Menjadi seorang Ibu, adalah hal luar biasa yang terjadi dalam sejarah hidup saya yang pada awalnya sudah tidak biasa. (buat yang tau aja ini mah..). menjadi Ibu adalah berkah Tuhan kepada saya dan pelajaran yang diberikan-Nya kepada saya dalam wujud yang nyata. Terkadang saya memang masih egois, masih selfish gitu bahasa gaulnya. Tapi biar bagaimanapun juga, saya masih belajar menjadi Ibu yang baik, yang tegar, yang bermanfaat dunia akhirat bagi orang-orang di dekat saya. (Biar jadi Ibu-Ibu, bahasa tetep sok diplomatis..). tapi jangan salahkan saya kalau jadi Ibu tapi tetep gaul, tetep hobi jalan jalan ke Gramed, ke Mall sama si kecil, kan belajar mengenalkan dunia ( ceritanyaaa..) sama si Kecil. Jangan sewot juga kalo saya suka poto-poto, (bawaan dari lahir kata temen..), kalo saya suka makan suka ini suka itu, suka ngomong (agak) keras.. hehehh, ya maap atuh. Kalo ada yang gak suka, bilang saja langsung sama saya, biar begini-begini, saya juga masih belajar jadi seorang Ibu yang baik dan tidak selalu benar.

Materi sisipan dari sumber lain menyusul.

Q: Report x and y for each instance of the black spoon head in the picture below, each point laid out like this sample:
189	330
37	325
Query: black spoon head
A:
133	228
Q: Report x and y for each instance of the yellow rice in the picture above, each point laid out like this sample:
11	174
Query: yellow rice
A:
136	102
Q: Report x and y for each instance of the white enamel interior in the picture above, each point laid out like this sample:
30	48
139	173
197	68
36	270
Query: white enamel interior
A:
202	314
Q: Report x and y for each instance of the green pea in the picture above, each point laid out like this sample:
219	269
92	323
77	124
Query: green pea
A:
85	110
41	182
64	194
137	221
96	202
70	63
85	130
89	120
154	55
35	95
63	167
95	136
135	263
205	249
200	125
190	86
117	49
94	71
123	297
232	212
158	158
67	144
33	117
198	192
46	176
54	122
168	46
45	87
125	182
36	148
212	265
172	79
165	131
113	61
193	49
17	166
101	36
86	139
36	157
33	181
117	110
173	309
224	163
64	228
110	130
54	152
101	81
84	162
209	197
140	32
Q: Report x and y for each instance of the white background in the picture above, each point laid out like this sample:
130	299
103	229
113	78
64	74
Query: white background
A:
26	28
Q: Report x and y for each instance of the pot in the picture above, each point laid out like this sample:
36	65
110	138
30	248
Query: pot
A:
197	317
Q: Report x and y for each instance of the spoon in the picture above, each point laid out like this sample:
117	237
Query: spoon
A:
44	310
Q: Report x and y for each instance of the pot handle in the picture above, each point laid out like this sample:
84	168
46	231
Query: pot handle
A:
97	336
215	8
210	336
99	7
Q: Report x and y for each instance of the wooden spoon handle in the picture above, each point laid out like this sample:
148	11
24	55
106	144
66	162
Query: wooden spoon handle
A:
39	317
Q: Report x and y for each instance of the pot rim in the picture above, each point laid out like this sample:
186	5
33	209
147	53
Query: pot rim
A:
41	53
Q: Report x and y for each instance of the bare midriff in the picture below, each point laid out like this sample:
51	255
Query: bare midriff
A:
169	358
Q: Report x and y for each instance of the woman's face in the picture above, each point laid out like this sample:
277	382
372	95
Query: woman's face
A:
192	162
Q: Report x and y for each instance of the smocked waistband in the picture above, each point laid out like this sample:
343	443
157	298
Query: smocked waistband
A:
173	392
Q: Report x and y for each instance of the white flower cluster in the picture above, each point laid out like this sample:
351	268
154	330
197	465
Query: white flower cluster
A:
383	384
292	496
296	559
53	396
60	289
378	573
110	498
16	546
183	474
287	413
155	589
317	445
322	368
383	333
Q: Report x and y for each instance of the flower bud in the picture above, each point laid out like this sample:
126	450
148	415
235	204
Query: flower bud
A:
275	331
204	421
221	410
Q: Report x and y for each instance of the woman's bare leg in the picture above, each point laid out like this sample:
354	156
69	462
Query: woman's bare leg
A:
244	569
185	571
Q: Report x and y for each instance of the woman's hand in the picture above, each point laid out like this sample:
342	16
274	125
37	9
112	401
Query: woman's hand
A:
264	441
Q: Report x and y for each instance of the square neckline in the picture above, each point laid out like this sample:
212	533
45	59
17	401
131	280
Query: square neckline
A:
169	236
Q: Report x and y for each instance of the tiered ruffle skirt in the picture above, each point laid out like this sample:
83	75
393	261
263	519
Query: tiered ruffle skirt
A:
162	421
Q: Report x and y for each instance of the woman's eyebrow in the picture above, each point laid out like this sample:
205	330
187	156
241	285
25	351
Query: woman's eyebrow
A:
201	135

Akhir kata, saya masih mengagumi sosok Ibu yang ada di luar sana. Yang dipanggil Ibu karena memiliki buah hati ataupun karena kepribadian atau perannya di masyarakat. Menyandang gelar Ibu adalah sebuah awal dari perubahan diri, mungkin bukan jasmani, tapi ruhani, atau lebih spesifiknya di dalam hati. Ada yang beda disana, dan kalau kamu gak percaya.. buktikan saja.. jadilah seorang Ibu, dan kau akan tahu apa yang beda di hatimu..


-Solo-
Hari-hari menjelang hari Ibu
Mengenang para Ibu yang telah mewarnai duniaku
Bunda, Mama, Ibu, Si Mbah, Budhe, Bulik, Ibu Guru, Ibu Dosen, dan yang lain yang tak tersebutkan satu satu. Terima kasih atas pengajaran dan segala yang telah diberikan.